The Surface is the Message
Terence Riley, MOMA's departing architecture curator, stopped in at Penn's Meyerson Hall last night for a lecture. During the 15 years that he ruled at MOMA, the frumpy academic was among the architecture world's top arbiters of taste. Now he's on his way to sunnier climes to take the helm at the fledgling Miami Art Museum.
His talk was mainly interesting for being an insider's view of the style wars of the last three decades between the rising post-modernists, the old-fogey modernists and the resurgent neo-modernists (a term that Riley dislikes, by the way.) Riley wove his historical account around the ups-and-downs of Mies van der Rohe's career and reputation, arguing that Mies is a far more complex, subtle - and postmodernist - architect than is generally acknowledged. Okay.

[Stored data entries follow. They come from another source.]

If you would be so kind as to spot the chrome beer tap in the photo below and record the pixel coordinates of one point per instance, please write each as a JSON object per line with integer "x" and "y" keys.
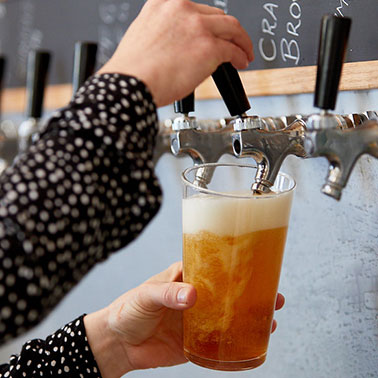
{"x": 267, "y": 140}
{"x": 324, "y": 137}
{"x": 269, "y": 149}
{"x": 38, "y": 64}
{"x": 206, "y": 144}
{"x": 202, "y": 145}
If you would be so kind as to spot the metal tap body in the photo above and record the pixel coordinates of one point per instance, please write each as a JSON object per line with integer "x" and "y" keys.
{"x": 342, "y": 148}
{"x": 203, "y": 146}
{"x": 269, "y": 149}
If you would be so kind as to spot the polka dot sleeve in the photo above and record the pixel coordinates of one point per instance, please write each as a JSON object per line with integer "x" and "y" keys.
{"x": 65, "y": 353}
{"x": 85, "y": 189}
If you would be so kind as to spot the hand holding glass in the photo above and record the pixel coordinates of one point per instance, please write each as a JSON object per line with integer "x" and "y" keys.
{"x": 233, "y": 244}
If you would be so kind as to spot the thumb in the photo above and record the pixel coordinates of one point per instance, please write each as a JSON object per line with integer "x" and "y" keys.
{"x": 154, "y": 296}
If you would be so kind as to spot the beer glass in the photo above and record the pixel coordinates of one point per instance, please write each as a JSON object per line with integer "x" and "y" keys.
{"x": 233, "y": 244}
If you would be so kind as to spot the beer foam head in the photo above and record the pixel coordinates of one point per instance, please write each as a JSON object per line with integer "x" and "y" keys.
{"x": 234, "y": 215}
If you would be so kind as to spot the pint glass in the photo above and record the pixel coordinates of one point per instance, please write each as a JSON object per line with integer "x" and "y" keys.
{"x": 233, "y": 244}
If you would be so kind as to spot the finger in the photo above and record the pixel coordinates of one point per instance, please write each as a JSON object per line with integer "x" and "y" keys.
{"x": 274, "y": 326}
{"x": 155, "y": 296}
{"x": 171, "y": 274}
{"x": 280, "y": 301}
{"x": 207, "y": 9}
{"x": 229, "y": 28}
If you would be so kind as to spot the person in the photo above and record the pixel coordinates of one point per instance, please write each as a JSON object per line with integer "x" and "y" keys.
{"x": 86, "y": 187}
{"x": 141, "y": 329}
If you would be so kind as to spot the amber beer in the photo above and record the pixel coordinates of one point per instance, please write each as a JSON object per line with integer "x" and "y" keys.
{"x": 232, "y": 253}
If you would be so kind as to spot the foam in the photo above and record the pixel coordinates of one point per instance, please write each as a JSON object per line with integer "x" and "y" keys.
{"x": 235, "y": 216}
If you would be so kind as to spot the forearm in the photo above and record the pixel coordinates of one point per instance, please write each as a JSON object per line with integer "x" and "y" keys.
{"x": 85, "y": 189}
{"x": 109, "y": 352}
{"x": 64, "y": 353}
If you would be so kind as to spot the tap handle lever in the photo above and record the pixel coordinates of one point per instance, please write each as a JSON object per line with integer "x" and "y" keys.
{"x": 231, "y": 88}
{"x": 84, "y": 63}
{"x": 38, "y": 65}
{"x": 334, "y": 34}
{"x": 2, "y": 70}
{"x": 185, "y": 105}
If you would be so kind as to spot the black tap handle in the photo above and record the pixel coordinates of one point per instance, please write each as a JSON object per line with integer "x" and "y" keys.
{"x": 333, "y": 41}
{"x": 84, "y": 63}
{"x": 3, "y": 62}
{"x": 36, "y": 80}
{"x": 185, "y": 105}
{"x": 229, "y": 85}
{"x": 2, "y": 70}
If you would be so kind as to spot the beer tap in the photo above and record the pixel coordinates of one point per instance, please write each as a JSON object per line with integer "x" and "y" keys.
{"x": 38, "y": 64}
{"x": 324, "y": 135}
{"x": 267, "y": 140}
{"x": 208, "y": 145}
{"x": 84, "y": 63}
{"x": 188, "y": 138}
{"x": 8, "y": 131}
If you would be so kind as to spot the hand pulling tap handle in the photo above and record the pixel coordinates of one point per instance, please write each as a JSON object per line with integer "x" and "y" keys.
{"x": 334, "y": 34}
{"x": 231, "y": 88}
{"x": 185, "y": 105}
{"x": 38, "y": 65}
{"x": 84, "y": 63}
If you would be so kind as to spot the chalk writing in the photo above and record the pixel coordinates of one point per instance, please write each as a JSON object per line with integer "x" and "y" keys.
{"x": 30, "y": 37}
{"x": 288, "y": 45}
{"x": 114, "y": 18}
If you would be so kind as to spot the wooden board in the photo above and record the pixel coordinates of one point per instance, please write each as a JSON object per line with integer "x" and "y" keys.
{"x": 356, "y": 76}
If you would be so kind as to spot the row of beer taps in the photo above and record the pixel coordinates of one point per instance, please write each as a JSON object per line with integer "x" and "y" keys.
{"x": 16, "y": 138}
{"x": 342, "y": 139}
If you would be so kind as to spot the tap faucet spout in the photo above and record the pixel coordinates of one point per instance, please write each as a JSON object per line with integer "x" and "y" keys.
{"x": 269, "y": 149}
{"x": 342, "y": 148}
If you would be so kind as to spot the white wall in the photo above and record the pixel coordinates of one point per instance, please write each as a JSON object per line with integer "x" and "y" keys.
{"x": 329, "y": 325}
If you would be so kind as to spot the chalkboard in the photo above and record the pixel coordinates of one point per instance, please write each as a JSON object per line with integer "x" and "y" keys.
{"x": 285, "y": 32}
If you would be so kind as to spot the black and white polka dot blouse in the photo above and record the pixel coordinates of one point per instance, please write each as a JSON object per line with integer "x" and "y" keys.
{"x": 84, "y": 189}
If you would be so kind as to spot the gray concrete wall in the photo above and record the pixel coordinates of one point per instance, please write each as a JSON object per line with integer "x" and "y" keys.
{"x": 329, "y": 325}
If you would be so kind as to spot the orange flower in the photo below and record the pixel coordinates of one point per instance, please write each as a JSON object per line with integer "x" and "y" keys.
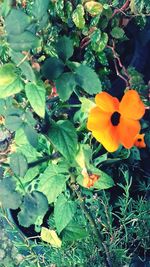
{"x": 113, "y": 123}
{"x": 139, "y": 141}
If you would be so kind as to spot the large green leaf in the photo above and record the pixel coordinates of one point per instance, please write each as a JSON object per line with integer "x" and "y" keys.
{"x": 104, "y": 182}
{"x": 10, "y": 83}
{"x": 117, "y": 32}
{"x": 34, "y": 205}
{"x": 36, "y": 96}
{"x": 39, "y": 8}
{"x": 64, "y": 211}
{"x": 64, "y": 48}
{"x": 63, "y": 136}
{"x": 74, "y": 231}
{"x": 24, "y": 65}
{"x": 18, "y": 164}
{"x": 24, "y": 41}
{"x": 78, "y": 17}
{"x": 87, "y": 79}
{"x": 52, "y": 182}
{"x": 9, "y": 197}
{"x": 17, "y": 21}
{"x": 65, "y": 85}
{"x": 52, "y": 68}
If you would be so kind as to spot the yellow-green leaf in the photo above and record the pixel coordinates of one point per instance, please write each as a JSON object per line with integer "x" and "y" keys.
{"x": 94, "y": 8}
{"x": 87, "y": 105}
{"x": 51, "y": 237}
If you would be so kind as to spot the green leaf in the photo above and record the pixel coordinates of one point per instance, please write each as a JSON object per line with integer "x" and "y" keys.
{"x": 84, "y": 156}
{"x": 94, "y": 8}
{"x": 20, "y": 137}
{"x": 24, "y": 41}
{"x": 78, "y": 17}
{"x": 39, "y": 8}
{"x": 31, "y": 134}
{"x": 74, "y": 231}
{"x": 134, "y": 154}
{"x": 33, "y": 206}
{"x": 26, "y": 68}
{"x": 50, "y": 237}
{"x": 63, "y": 136}
{"x": 86, "y": 105}
{"x": 29, "y": 152}
{"x": 65, "y": 85}
{"x": 6, "y": 6}
{"x": 36, "y": 96}
{"x": 103, "y": 42}
{"x": 30, "y": 174}
{"x": 9, "y": 197}
{"x": 18, "y": 164}
{"x": 95, "y": 39}
{"x": 52, "y": 68}
{"x": 10, "y": 83}
{"x": 64, "y": 211}
{"x": 64, "y": 48}
{"x": 13, "y": 123}
{"x": 20, "y": 22}
{"x": 87, "y": 79}
{"x": 117, "y": 32}
{"x": 52, "y": 182}
{"x": 104, "y": 182}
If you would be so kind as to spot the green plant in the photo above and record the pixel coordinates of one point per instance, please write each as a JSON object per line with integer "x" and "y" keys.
{"x": 55, "y": 57}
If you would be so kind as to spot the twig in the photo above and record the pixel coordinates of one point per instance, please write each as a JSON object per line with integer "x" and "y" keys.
{"x": 44, "y": 159}
{"x": 116, "y": 58}
{"x": 122, "y": 9}
{"x": 25, "y": 57}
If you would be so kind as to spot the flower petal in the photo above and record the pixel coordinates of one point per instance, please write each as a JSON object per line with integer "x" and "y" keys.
{"x": 108, "y": 138}
{"x": 131, "y": 106}
{"x": 98, "y": 120}
{"x": 127, "y": 130}
{"x": 107, "y": 102}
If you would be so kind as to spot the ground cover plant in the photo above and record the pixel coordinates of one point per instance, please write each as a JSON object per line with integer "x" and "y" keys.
{"x": 75, "y": 131}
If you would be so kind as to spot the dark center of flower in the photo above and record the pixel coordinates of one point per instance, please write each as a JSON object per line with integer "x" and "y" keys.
{"x": 115, "y": 118}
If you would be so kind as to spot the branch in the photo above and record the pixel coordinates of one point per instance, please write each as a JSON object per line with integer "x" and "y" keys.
{"x": 122, "y": 9}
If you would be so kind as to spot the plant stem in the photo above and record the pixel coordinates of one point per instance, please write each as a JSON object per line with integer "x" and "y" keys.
{"x": 90, "y": 218}
{"x": 46, "y": 158}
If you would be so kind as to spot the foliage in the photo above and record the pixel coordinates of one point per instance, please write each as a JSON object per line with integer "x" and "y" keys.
{"x": 79, "y": 198}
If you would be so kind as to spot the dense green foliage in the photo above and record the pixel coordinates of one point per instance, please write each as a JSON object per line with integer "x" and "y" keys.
{"x": 54, "y": 57}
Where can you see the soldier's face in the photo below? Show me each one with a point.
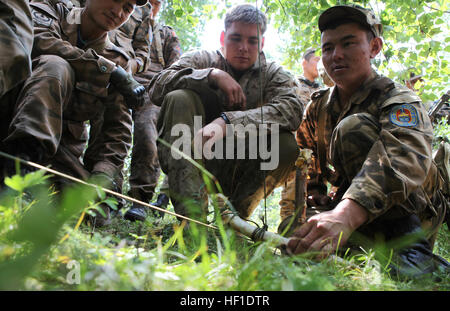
(240, 45)
(346, 54)
(110, 14)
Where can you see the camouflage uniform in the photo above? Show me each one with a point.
(380, 148)
(287, 203)
(145, 169)
(16, 36)
(184, 91)
(69, 85)
(135, 36)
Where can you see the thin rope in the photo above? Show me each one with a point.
(264, 220)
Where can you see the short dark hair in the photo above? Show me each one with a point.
(336, 23)
(246, 13)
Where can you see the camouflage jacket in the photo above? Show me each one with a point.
(280, 102)
(92, 65)
(56, 33)
(305, 88)
(16, 36)
(135, 36)
(391, 174)
(169, 51)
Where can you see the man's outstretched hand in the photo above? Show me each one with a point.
(235, 95)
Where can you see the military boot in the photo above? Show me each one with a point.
(136, 212)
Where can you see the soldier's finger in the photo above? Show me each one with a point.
(303, 230)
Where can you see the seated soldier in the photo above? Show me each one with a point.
(377, 136)
(234, 85)
(16, 33)
(77, 76)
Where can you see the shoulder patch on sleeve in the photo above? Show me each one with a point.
(404, 115)
(319, 93)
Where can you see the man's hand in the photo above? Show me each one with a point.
(206, 137)
(231, 89)
(133, 92)
(322, 232)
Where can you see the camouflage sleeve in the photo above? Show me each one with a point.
(16, 36)
(88, 65)
(191, 71)
(281, 104)
(399, 161)
(113, 138)
(171, 46)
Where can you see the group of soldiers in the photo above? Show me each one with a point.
(82, 82)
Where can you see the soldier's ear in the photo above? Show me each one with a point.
(222, 38)
(375, 46)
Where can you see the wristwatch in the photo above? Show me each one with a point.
(225, 118)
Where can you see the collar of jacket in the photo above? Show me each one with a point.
(312, 84)
(373, 82)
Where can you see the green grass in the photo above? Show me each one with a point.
(43, 248)
(159, 255)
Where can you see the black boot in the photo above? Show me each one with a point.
(136, 212)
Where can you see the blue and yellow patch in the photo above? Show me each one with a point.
(404, 115)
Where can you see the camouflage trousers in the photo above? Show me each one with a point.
(351, 141)
(50, 112)
(242, 180)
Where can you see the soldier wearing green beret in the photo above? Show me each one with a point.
(78, 75)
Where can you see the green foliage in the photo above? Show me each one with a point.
(415, 36)
(441, 132)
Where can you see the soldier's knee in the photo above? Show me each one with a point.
(362, 123)
(55, 67)
(288, 148)
(182, 98)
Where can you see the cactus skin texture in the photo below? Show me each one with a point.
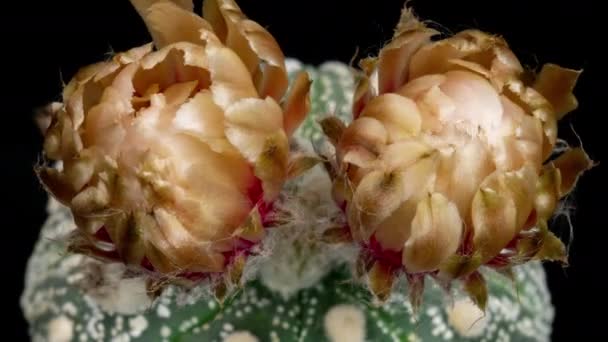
(58, 311)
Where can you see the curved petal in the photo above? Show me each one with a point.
(297, 103)
(394, 58)
(367, 134)
(534, 103)
(556, 85)
(249, 122)
(461, 173)
(201, 117)
(571, 165)
(375, 198)
(398, 114)
(256, 47)
(230, 80)
(393, 232)
(271, 164)
(168, 23)
(494, 217)
(435, 234)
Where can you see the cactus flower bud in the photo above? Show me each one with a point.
(445, 165)
(172, 156)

We'll buy that.
Like his predecessor in the lecture series, Charles Jencks, Riley offered one really interesting idea that is worth chewing over: The "meaning in architecture," he asserted, "has shifted from form to surface." Comparing building facades to video and computer screens, he said that architecture is also a "screen that accepts information. It's very expensive wallpaper."
I've been thinking a lot about surfaces lately, perhaps because there has been an abrupt taste change in Philadelphia from red brick to glass. Where once condo developers couldn't get enough red brick and pre-cast, they now all seem to want their towers poured into a smooth, skin-tight sheathe of glass.
The Murano. Residences at the Ritz-Carlton, 1441 Chestnut Street, the newly proposed Bridgman's View all have the kind of glass skins normally found on office towers and pioneered by Mies. They're not alone. Several recent New York condo towers, like Gwathmey Siegal's on Astor Place, chose the same surface material. Exactly what information is being conveyed by that inscrutable smoothness? There's something very distancing about that glass screen. Living behind those big, clear windows must be a little like experiencing the city while dressed in one of those contamination suits.
Paul Goldberger, the New Yorker critic ande dean of the architecture school at Parsons, calls the residential glass skins "the new white brick" in a very perceptive article in the current issue of Metropolis.
Without the mediating force of visible steel or concrete members, he worries that the buildings are too brittle, too cold, too light on the hard, masonry-dominated urban ground. Alex Marshall offered some similar thoughts two years ago in Slate. At the time, Richard Meier's Perry Street towers were the smoothest things going. Now, in comparison with the new glass towers, they look positively nubby. The facade of Jean Nouvel's 40 Mercer Street, in New York, (left) offers an appealing compromise.